Agrecalc relaunches improved Soil Carbon Module
Following a major upgrade to the platform, Agrecalc Cloud, and an ongoing migration of its users from version 1, Agrecalc has launched the new and improved Soil Carbon Module.
Soil sampling depth matters when it comes to Soil Organic Carbon (SOC) – as Agrecalc Head of Science, Rachael Ramsey explores. Using the right measurement approach can provide the best estimate of your current SOC stocks on farm and establish a baseline that you can use to re-measure against in years to come.
While the famous maxim “if you can’t measure it, you can’t manage it” might not be strictly accurate when it comes to soil organic carbon stocks, and its influence on carbon accounting, the alternative adage “if you don’t measure it, you can’t monitor it”, certainly does hold true. But why is measuring soil organic carbon stocks using the correct methodology so important?
Agricultural soils represent an important reservoir of earth’s carbon and are estimated to contain one third of all terrestrial soil carbon.
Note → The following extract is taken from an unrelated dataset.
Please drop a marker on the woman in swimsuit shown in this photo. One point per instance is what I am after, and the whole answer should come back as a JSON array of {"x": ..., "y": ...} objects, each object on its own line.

However, the ability of an agricultural soil to store (sequester) carbon is believed to be finite and is also influenced by management practices; some of which are beneficial for adding to the soil organic carbon (SOC) pool, whilst others can increase carbon losses from the soil.
Increasing soil carbon stocks, by adopting practices that promote soil carbon sequestration and build soil health, is a hotly debated topic among policy makers and researchers of late – both from the perspective of mitigating climate change, but also whether farmers should be paid for increasing soil carbon stocks and given “credits” for emissions that they offset.
Here we will explore why testing your soil with the right methodology is so important to monitor changes.
SOC content is a measurable fraction of the soil organic matter pool, the part of the soil that contains organic material including plant, microbial, algal, and animal compounds in different stages of decomposition, and humus. Changes in SOC can be difficult to detect as changes may occur slowly over many years, or even decades, so to measure changes accurately a robust sampling approach is needed.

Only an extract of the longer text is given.